The ROAD++ Challenge: Event Detection for Situation Awareness in Autonomous Driving
Task and Challenges
We propose to organise the following 2 Challenges, making use of both ROAD and the new ROAD-Waymo datasets:
T1. Spatiotemporal agent detection: the output is in the form of ’agent tubes’ collecting the bounding boxes associated with an active road agent in consecutive frames (in an object tube formulation).
T2. Spatiotemporal road event detection: by road event we mean the triplet (Agent, Action, Location). Each road event is once again represented as a tube of frame-level detections. As the autonomous vehicle’s decisions make use of all three types of information provided by ROAD++, this task is very significant for autonomous driving applications.
Each Task thus consists in regressing whole series (‘tubes’) of temporally-linked bounding boxes associated with relevant instances, together with their class label(s).
* Challenge participants have 798 videos at their disposal for training and validation. The remaining 202 videos are to be used to test the final performance of their model. This will apply to all three Tasks.
Baseline
Inspired by the success of recent 3D CNN architectures for video recognition and of feature-pyramid networks (FPN) with focal loss, we propose a simple yet effective 3D feature pyramid network with focal loss as a baseline method for ROAD++’s detection tasks (3D-RetinaNet).

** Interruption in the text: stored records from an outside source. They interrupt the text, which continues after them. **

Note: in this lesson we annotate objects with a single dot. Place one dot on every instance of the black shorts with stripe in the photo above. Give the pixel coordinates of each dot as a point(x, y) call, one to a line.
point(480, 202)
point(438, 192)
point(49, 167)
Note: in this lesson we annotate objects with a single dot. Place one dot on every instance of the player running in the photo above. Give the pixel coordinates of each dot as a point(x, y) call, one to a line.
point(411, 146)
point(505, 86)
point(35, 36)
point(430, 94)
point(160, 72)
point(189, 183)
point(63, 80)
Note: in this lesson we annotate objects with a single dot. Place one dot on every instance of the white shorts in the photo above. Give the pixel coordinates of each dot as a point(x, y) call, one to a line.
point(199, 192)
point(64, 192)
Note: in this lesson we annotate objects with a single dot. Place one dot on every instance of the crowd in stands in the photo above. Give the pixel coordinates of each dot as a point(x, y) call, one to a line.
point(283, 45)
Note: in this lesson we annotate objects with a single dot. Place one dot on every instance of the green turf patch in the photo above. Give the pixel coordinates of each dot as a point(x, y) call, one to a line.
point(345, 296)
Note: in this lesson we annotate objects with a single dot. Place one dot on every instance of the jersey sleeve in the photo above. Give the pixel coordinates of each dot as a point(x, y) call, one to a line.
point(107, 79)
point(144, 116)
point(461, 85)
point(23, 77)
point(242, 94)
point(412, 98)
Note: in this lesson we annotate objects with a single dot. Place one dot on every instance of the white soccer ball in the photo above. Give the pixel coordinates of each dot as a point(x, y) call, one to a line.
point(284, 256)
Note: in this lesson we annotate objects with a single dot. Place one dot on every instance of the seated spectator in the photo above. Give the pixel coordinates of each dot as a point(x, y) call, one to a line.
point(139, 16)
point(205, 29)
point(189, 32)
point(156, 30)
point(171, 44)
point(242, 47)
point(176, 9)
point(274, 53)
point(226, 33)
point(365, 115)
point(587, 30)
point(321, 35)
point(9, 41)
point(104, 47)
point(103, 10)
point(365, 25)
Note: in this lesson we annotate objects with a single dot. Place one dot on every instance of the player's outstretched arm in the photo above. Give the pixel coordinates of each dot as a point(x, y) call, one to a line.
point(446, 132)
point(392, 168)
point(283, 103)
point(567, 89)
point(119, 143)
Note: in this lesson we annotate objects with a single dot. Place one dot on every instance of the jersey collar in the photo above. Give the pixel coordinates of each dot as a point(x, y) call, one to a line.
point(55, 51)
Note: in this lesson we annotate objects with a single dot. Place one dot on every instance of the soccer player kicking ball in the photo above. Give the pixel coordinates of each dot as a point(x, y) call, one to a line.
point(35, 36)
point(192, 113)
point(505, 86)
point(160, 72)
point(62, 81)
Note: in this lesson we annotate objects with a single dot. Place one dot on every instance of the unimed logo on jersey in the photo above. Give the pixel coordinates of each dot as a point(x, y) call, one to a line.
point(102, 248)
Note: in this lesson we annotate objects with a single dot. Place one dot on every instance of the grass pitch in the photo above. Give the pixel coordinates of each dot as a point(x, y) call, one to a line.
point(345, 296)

The code is publicly available on GitHub:
Important dates
Registration
To register in the challenge you may directly go to the challenge platform eval.ai: https://eval.ai/web/challenges/challenge-page/2043/overview
Dataset
You can download the dataset from https://github.com/salmank255/Road-waymo-dataset
The detail of the dataset can be found at https://github.com/salmank255/Road-waymo-dataset.
Evaluation
Performance will be calculated at video-level, for the following tasks:
Agent detection
Road event detection
Performance in each task is measured by video mean average precision (video-mAP), with an Intersection over Union (IoU) detection threshold set to 0.1, 0.2 and 0.5 (signifying a 10%, 20% and 50% overlap between predicted and true bounding box within each tube), because of the challenging nature of the data. The final performance of each task will be determined by the equally-weighted average of the performances at the three thresholds. Each Task thus consists in regressing whole series (‘tubes’) of temporally-linked bounding boxes associated with relevant instances, together with their class label(s).
The evaluation will focus on the video (tube) level only, to stress our focus on understanding scenes which are dynamically evolving in an incremental fashion. When calculating the video mean average precision (video-mAP) we set the spatio-temporal Intersection over Union (IoU) detection threshold to 0.1, 0.2 and 0.5, as information on how predicted tubes align spatio-temporally with ground-truth tubes is available. The final performance on each task will be determined by the average of the performances at the three thresholds.